Danish director Frank Poulsen’s documentary Blood In The Mobile aims to increase awareness of this issue of conflict minerals. His approach is that of a Michael Moore-esque Average Joe who suspects his phone may contain said minerals. So, as a conscientious consumer and a filmmaker – not an activist – he documents his quest to hold his phone company’s feet to the fire.
Sadly, Poulsen’s insistence on framing the film as a personal vendetta, filming every moment including his awkward arguments with various official representatives, undermines his project’s credibility. The film opens with him at a mobile phone expo demanding corporate responsibility statements from reps of his phone company, Nokia. His message is clearly: Look at all these unfeeling, posh corporate people profiting from people dying in Africa! His reaction to their waffling responses is to plunge into Congo to find the answers for himself.

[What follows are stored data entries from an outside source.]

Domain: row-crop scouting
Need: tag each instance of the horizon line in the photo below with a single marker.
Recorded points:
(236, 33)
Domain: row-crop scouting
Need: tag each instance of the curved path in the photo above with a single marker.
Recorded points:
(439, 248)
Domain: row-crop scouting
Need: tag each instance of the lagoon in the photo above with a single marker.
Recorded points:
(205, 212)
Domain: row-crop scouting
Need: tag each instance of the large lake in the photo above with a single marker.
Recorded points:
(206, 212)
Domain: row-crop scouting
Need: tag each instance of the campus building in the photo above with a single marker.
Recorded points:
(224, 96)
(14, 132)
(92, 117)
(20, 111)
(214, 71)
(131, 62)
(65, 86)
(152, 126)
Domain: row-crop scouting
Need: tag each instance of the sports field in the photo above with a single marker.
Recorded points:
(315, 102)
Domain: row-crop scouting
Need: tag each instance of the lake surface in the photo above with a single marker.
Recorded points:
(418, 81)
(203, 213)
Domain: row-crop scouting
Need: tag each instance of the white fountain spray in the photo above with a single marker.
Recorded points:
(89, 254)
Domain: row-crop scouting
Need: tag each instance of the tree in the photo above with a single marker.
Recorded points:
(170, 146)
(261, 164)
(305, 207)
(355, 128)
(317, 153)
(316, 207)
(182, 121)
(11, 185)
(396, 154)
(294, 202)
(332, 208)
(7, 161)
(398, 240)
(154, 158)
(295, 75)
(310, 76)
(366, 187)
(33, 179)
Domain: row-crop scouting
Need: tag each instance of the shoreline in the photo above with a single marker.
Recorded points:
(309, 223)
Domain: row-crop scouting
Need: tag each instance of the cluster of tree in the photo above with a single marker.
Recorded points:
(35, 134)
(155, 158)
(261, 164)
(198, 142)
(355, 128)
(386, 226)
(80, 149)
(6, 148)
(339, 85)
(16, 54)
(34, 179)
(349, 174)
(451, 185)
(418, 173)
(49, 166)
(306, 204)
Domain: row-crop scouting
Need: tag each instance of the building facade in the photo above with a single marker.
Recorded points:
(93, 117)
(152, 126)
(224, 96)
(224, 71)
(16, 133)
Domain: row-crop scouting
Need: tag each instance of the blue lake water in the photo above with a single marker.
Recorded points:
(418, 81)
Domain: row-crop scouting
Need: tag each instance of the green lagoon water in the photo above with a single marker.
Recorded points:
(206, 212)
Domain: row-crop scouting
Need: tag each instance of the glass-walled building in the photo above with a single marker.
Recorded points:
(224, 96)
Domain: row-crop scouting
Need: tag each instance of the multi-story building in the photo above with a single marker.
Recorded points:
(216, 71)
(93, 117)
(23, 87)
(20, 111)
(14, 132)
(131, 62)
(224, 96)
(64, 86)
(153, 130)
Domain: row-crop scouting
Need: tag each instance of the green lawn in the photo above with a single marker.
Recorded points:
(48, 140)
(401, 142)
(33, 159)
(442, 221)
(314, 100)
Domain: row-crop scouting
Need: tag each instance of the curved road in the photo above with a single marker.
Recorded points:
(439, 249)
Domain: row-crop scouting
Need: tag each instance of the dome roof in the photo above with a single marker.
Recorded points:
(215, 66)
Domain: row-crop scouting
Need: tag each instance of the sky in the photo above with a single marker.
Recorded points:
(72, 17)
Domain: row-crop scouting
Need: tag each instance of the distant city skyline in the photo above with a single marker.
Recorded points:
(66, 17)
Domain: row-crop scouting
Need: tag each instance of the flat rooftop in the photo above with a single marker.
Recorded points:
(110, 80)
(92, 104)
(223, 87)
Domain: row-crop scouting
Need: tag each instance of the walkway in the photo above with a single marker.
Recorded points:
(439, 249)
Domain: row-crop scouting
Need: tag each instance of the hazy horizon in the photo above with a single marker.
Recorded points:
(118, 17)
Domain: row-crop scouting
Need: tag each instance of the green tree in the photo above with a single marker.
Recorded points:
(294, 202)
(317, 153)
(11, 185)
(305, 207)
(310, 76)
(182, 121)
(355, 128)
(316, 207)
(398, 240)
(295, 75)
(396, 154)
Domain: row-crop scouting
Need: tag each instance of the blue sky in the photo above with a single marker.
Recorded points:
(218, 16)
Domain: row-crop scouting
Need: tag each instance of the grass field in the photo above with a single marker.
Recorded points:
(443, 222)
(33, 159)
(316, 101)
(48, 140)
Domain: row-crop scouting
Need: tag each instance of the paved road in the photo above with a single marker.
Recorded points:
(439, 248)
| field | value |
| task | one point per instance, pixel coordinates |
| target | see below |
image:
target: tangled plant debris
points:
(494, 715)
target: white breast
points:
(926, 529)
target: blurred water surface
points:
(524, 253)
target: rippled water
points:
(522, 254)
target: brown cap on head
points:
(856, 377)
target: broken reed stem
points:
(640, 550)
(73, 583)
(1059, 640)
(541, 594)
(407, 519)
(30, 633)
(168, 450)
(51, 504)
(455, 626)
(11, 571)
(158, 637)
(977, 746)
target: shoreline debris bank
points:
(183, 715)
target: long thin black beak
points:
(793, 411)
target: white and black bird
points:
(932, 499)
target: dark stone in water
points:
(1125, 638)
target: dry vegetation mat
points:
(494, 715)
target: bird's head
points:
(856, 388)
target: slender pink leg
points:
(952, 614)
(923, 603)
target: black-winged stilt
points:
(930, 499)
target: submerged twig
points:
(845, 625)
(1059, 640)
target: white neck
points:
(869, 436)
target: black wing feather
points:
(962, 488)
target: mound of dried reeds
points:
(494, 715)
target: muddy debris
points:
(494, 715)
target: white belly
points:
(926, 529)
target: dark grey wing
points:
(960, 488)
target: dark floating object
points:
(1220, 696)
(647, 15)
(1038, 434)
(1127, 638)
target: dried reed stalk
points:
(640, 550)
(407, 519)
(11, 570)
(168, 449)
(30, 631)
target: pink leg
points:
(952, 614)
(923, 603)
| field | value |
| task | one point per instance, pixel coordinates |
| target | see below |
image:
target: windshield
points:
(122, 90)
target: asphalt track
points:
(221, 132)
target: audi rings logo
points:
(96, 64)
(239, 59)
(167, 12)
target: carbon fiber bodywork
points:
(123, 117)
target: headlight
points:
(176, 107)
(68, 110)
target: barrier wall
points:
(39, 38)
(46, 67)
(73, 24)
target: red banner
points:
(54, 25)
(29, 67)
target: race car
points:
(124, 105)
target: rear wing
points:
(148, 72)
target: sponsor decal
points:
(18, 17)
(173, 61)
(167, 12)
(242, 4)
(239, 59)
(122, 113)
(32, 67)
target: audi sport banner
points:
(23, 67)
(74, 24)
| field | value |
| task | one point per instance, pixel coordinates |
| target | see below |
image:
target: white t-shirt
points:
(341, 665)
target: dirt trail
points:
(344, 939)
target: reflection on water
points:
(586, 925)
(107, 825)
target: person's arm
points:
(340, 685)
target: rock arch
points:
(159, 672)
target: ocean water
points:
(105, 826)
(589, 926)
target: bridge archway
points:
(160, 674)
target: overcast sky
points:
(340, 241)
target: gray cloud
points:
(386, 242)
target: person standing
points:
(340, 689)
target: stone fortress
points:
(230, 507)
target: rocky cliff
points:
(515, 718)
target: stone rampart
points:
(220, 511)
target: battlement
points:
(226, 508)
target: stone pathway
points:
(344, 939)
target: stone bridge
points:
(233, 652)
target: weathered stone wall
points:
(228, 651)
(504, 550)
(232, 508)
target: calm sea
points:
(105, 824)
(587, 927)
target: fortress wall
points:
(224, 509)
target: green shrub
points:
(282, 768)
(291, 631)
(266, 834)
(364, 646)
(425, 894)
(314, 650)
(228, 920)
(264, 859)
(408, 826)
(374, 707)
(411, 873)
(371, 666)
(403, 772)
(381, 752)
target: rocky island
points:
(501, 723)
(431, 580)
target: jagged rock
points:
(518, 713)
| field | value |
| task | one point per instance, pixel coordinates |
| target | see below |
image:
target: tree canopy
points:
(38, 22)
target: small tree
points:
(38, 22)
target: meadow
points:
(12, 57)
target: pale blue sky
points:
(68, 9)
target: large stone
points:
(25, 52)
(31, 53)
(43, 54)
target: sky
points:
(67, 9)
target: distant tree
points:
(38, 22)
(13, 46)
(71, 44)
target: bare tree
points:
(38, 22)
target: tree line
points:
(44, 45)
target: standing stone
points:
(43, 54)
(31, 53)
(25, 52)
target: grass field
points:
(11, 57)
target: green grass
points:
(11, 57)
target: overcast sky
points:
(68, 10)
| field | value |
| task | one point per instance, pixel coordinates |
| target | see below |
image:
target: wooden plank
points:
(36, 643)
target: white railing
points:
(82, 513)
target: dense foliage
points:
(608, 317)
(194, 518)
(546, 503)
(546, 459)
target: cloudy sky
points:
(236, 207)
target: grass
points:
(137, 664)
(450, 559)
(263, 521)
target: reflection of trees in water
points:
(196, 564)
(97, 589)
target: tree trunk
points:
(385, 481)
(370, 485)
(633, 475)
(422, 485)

We should be rooting for him, but his quest seems so naive that we instead feel more dread about how he’ll confront the imminent dangers a white man with a camera will surely face than hope that he’ll find what he’s looking for.
On the plus side, Poulsen does capture rare footage by persisting in his perilous visit to a cassiterite mine in Bisie, and also obtains pertinent soundbites from apt people including reps from Nokia and concerned NGOs, a mineral expert and a US Congressman submitting a bill improving regulations on the mineral trade. However, his audacity is more worrisome than admirable, and his callow conversations expose a conspicuous lack of depth and context in the film that is both disappointing and frustrating to watch.
What Poulsen never really manages to communicate is that improving the circumstances of the Congolese exploited by mines is a treacherously complicated process. The armed groups controlling the mines now are actually part of the Congolese army, requiring a political and possibly military approach on an international scale. Poulsen neglects to explore this issue in the film at all, and instead focuses on corporate responsibility and capitalist greed. But the electronics industry is working on implementing protocol to track all elements of their supply chain, and enforcing those audits is no small task. While these actions may be slow-going and late-in-the-day, corporations cannot stop the Congolese Army by themselves. Poulsen simply does not appear to accept this in his documentary, and is instead hell-bent on blaming Nokia – just one of many in the massive electronics sector, and actually known for trying to lead the industry in social responsibility – for the atrocities in the Congo.
Poulsen’s film clearly intends to demonize Nokia as a heartless multinational, rather than educate the public about conflict minerals. The film’s official website tries to mitigate this, as it has plenty more cold, hard facts about the issue than are actually included in the finished film. Even so, all this is a bit outdated in light of the impact of the recent Dodd-Frank law which aims to make the conflict mineral trade less profitable, though has not yet reduced the region’s violence. Consequently, Blood In The Mobile is more effective as a portrait of an intrepid – if egocentric and brazen – filmmaker’s struggles than an investigative documentary about a tragic situation. A missed opportunity.